COMMENTI
ROBERTO ESPOSITO
A SPAVENTARE maggiormente, del terrore che abbiamo di fronte, non è il volto, ma il fatto di non averne. Le maschere che di volta in volta indossa ne rende difficile l’identificazione. Appena ne tentiamo una definizione, esso la smentisce cambiando i propri connotati. Come un serpente velenoso, o come un mutante, muta di continuo la propria pelle, per rendersi irriconoscibile. Soldati dello Stato islamico, devoti a un dio della morte, lupi solitari, paranoici, coloro che ci colpiscono sono tutte queste cose e nessuna di esse in modo esclusivo. A cambiare, nel giro di qualche settimana o di qualche giorno, sono i luoghi, le armi, le vittime. Da Bagdad a Dacca, da Parigi a Bruxelles, da Monaco a Nizza, il territorio delle loro incursioni sanguinarie è sempre meno circoscritto, sempre nuovo e inaspettato. Come del resto le armi impiegate, che vanno dalle cinture esplosive ai kalashnikov, da un camion a un coltello. A loro volta le vittime — comunque scelte tra le più deboli e indifese — sono le più varie, cristiani, musulmani, donne, bambini, vecchi, come il parroco sgozzato a Rouen. Si direbbe che la strategia del terrore sia quella di confondere le piste, di cancellare i contorni di persone e cose, di distruggere la differenza. È il lavoro della morte, che risucchia tutto nello stesso gorgo. Mentre la vita è fatta di differenze, la morte è l’indifferenza assoluta. Essa contamina tutto, distruggendolo, ammucchiando, accanto ai corpi delle vittime, anche quelli dei carnefici.

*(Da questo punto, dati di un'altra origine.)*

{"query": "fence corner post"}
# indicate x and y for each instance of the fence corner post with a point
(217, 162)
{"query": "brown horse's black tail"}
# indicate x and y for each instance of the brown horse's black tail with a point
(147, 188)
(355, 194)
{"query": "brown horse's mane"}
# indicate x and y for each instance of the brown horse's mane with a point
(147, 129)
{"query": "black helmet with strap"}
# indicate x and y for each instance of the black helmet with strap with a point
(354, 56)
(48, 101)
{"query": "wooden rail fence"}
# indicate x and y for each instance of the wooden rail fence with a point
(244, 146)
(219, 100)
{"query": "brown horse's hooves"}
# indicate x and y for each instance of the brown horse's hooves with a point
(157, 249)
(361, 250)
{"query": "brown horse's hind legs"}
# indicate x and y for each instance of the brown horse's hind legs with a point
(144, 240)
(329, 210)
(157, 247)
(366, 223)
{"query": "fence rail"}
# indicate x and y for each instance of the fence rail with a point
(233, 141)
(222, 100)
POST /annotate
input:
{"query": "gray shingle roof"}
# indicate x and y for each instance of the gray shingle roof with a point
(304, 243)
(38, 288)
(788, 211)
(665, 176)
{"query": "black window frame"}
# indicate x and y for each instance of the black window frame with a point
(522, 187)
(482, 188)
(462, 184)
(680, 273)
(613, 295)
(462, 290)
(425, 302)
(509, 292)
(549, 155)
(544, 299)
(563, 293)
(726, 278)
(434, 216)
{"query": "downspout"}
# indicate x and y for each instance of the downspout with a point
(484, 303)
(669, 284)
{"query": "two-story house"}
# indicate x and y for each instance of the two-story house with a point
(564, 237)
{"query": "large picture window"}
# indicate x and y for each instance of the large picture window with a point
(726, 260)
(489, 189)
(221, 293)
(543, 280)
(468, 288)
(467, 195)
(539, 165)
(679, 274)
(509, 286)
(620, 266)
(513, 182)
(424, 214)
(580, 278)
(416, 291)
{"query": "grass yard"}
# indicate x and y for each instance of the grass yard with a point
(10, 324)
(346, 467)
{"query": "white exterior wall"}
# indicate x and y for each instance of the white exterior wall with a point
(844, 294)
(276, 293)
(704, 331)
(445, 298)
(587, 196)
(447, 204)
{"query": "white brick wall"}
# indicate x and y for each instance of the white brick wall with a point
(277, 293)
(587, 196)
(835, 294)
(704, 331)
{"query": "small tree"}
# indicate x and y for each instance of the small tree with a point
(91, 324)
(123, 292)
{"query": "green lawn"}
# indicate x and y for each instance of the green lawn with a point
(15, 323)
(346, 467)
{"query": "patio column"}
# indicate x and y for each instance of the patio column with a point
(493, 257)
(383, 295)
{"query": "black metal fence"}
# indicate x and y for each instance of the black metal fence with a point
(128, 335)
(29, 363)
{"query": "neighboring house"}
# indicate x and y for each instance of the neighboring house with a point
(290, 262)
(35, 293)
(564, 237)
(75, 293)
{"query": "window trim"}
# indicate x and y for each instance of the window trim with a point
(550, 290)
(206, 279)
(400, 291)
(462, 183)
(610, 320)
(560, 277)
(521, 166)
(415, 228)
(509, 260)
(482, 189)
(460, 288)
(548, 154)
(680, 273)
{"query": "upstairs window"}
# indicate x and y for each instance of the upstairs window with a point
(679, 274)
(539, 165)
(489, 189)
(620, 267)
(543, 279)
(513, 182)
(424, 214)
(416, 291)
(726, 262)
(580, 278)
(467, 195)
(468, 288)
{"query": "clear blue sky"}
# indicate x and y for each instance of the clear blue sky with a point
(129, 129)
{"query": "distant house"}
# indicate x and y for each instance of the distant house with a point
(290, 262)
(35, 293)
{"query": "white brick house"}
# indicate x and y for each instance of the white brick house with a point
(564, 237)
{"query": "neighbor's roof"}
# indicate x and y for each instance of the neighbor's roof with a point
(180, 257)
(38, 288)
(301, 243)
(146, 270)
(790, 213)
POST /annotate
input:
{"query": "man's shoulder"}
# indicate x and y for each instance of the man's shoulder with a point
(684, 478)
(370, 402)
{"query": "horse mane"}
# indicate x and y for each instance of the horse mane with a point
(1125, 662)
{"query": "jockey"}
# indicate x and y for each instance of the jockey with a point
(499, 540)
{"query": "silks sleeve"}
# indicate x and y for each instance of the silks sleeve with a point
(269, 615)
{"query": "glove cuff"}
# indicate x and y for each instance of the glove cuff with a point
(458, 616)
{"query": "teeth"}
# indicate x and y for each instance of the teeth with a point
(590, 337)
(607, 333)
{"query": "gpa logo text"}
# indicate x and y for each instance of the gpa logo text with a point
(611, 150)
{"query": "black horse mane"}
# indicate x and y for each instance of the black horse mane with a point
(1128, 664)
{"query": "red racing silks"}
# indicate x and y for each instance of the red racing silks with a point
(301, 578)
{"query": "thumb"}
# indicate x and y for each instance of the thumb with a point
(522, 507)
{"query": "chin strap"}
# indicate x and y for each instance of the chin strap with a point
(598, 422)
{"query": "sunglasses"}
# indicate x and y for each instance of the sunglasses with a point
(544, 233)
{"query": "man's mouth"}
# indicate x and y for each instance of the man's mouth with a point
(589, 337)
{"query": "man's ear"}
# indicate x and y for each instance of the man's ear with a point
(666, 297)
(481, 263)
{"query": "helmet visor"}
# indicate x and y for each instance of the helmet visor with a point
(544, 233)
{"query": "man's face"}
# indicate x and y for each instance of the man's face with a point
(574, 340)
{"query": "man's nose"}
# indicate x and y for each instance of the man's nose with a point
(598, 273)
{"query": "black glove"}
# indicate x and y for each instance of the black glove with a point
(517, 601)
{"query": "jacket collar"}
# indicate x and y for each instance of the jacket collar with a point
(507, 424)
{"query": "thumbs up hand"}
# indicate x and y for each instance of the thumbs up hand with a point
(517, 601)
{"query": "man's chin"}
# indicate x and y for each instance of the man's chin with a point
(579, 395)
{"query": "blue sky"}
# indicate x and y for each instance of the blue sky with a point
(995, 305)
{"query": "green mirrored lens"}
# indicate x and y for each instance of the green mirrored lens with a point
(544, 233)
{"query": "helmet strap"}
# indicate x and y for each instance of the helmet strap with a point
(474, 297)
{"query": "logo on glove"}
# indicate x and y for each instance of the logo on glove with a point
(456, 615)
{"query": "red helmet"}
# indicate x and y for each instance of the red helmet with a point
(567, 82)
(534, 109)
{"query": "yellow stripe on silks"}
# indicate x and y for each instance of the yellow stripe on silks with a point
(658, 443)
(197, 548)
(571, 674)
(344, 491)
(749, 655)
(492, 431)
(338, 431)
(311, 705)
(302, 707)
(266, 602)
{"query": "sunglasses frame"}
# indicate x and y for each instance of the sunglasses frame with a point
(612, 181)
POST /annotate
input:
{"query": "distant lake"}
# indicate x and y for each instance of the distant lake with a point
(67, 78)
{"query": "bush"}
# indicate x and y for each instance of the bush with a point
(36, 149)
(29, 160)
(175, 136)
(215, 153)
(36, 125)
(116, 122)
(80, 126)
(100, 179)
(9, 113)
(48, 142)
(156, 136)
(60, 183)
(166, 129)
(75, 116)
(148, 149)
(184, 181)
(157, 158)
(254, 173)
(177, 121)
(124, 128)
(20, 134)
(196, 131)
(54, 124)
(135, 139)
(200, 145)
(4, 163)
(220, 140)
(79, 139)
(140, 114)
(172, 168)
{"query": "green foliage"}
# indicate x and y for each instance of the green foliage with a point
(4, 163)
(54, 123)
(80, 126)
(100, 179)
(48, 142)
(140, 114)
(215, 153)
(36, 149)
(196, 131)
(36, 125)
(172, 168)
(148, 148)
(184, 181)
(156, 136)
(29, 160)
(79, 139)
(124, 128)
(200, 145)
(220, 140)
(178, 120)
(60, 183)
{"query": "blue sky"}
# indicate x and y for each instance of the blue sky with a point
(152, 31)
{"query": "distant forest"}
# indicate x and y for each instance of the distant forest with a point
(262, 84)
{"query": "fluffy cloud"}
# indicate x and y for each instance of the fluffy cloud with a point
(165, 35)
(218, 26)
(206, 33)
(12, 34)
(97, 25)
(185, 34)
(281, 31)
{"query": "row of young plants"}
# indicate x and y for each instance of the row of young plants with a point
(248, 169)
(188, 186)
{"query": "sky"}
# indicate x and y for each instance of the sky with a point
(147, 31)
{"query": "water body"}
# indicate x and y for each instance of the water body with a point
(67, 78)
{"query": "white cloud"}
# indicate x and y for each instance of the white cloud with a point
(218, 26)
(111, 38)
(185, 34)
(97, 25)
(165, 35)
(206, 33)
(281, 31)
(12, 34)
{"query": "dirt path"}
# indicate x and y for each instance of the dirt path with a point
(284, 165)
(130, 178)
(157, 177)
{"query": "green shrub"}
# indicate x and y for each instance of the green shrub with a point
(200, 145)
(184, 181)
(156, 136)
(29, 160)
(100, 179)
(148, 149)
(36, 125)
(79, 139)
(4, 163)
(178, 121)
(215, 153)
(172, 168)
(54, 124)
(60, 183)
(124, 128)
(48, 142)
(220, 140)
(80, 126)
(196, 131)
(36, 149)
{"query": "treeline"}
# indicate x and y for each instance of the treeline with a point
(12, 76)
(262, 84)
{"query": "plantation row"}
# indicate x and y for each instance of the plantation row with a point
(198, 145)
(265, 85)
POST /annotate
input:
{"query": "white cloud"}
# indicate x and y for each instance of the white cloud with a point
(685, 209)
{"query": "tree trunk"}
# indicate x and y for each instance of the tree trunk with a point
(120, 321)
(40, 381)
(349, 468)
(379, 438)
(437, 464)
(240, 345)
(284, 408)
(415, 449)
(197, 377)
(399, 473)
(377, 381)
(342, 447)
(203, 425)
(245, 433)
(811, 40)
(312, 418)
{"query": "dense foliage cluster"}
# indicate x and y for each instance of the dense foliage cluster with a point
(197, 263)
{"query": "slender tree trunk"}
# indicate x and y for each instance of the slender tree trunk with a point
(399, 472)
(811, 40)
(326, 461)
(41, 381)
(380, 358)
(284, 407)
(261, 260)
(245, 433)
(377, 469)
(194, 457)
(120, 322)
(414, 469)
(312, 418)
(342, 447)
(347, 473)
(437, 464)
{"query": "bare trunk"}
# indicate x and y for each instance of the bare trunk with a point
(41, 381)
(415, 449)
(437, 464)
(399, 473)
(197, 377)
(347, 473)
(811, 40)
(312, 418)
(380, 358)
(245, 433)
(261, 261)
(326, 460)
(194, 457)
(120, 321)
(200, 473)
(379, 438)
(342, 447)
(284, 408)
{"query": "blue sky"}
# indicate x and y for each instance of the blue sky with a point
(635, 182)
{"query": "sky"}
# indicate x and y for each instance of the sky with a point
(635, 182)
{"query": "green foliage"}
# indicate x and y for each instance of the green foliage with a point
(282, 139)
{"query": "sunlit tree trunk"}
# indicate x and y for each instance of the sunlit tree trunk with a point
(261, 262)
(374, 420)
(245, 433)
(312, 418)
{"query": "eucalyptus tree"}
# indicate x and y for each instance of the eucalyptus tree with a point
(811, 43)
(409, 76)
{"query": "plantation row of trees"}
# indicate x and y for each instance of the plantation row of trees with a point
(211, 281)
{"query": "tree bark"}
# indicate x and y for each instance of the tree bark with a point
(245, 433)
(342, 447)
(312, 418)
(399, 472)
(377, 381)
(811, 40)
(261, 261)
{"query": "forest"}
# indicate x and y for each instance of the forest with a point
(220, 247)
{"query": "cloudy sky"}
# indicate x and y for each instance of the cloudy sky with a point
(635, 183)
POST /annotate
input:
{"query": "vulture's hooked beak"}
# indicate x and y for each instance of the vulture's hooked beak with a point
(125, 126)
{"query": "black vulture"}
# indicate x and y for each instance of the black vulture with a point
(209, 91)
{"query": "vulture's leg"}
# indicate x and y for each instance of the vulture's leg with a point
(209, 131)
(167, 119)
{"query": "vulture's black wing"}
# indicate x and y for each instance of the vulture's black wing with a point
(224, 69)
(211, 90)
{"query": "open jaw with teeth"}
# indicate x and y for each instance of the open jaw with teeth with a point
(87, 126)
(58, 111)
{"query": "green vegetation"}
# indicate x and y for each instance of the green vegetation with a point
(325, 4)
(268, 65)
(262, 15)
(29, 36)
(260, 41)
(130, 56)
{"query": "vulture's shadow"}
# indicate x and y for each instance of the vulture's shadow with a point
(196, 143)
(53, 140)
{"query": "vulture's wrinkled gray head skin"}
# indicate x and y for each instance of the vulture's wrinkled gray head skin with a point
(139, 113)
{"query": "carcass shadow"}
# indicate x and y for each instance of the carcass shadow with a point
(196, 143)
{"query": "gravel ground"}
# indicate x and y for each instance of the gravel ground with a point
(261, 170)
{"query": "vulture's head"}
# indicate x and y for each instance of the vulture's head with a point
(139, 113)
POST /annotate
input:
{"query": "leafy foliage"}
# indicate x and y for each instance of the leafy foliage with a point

Se questa è la strategia consapevole, o comunque l’effetto oggettivo del terrore, dobbiamo opporgli il suo contrario. La capacità di capire e discriminare ciò che esso intende omologare. Riconoscere il profilo degli attentatori, ricostruirne le biografie, identificarne gli obiettivi. Cogliere le differenze interne a quel mondo e lavorare su di esse. Come tutti i fenomeni umani, anche il terrore ha un’origine e avrà una fine. Ha una identità e una storia. Benché possa apparirci sempre uguale a se stesso, da più di due secoli ha avuto caratteri e obiettivi assai diversi. Il Terrore scatenato alla fine della Rivoluzione francese non ha molto in comune con quello nazista. E questo, a sua volta, ha poco da spartire con l’equilibrio del terrore degli anni della guerra fredda. Per non parlare di quello, ancora diverso, che il nostro Paese ha conosciuto negli anni Settanta e Ottanta. Se il terrore di Robespierre e Saint-Just si voleva addirittura unito alla virtù, quello totalitario aveva pur sempre la finalità politica di cancellare ogni resistenza. A sua volta il terrore della bomba tra gli anni Cinquanta e Ottanta del secolo scorso ha avuto quantomeno l’effetto di impedire la terza guerra mondiale.
Anche il terrore del fondamentalismo islamico persegue un disegno che dobbiamo ricostruire nelle sue differenti cause e finalità, per poterlo fronteggiare adeguatamente. Quanto alle prime, nascono sia dall’interno del mondo islamico radicale sia dalla forma caotica e ineguale che ha assunto la globalizzazione. A esse vanno aggiunti gli errori delle potenze occidentali nella frettolosa destabilizzazione di alcuni regimi tirannici e l’ambiguità di Paesi che hanno fatto, o fanno, il doppio gioco, fornendo appoggio allo Stato islamico che dicono di combattere. Gli obiettivi del terrore sono innanzitutto il predominio sull’intero mondo musulmano. L’attacco all’Occidente è funzionale a questo scopo primario. Perciò essenziale è la reazione degli islamici — non tanto in quanto moderati, ma in quanto prime vittime del terrore. Ma fondamentale è cogliere la distinzione tra obiettivi e strumenti. Non sempre questi ultimi corrispondono ai primi. Lo sciame di attentati “fai da te” non risponde a una logica, né politica né religiosa. È un esito indotto dai primi attentati, che si muove autonomamente rispetto a chi soltanto dopo mette il proprio marchio sul lavoro sporco degli emulatori. Perciò il discorso aperto da “Repubblica” sulla responsabilità dei mezzi di informazione è decisivo in uno scenario in cui immagini e toni esagitati possono avere conseguenze letali. Mai come in questi momenti — forse i più drammatici vissuti dalla nostra generazione — la capacità di capire e di rispondere senza farsi trascinare nell’uniformità del terrore è l’arma più efficace che abbiamo a diposizione. Usiamola senza regalare un altro vantaggio agli uomini senza volto.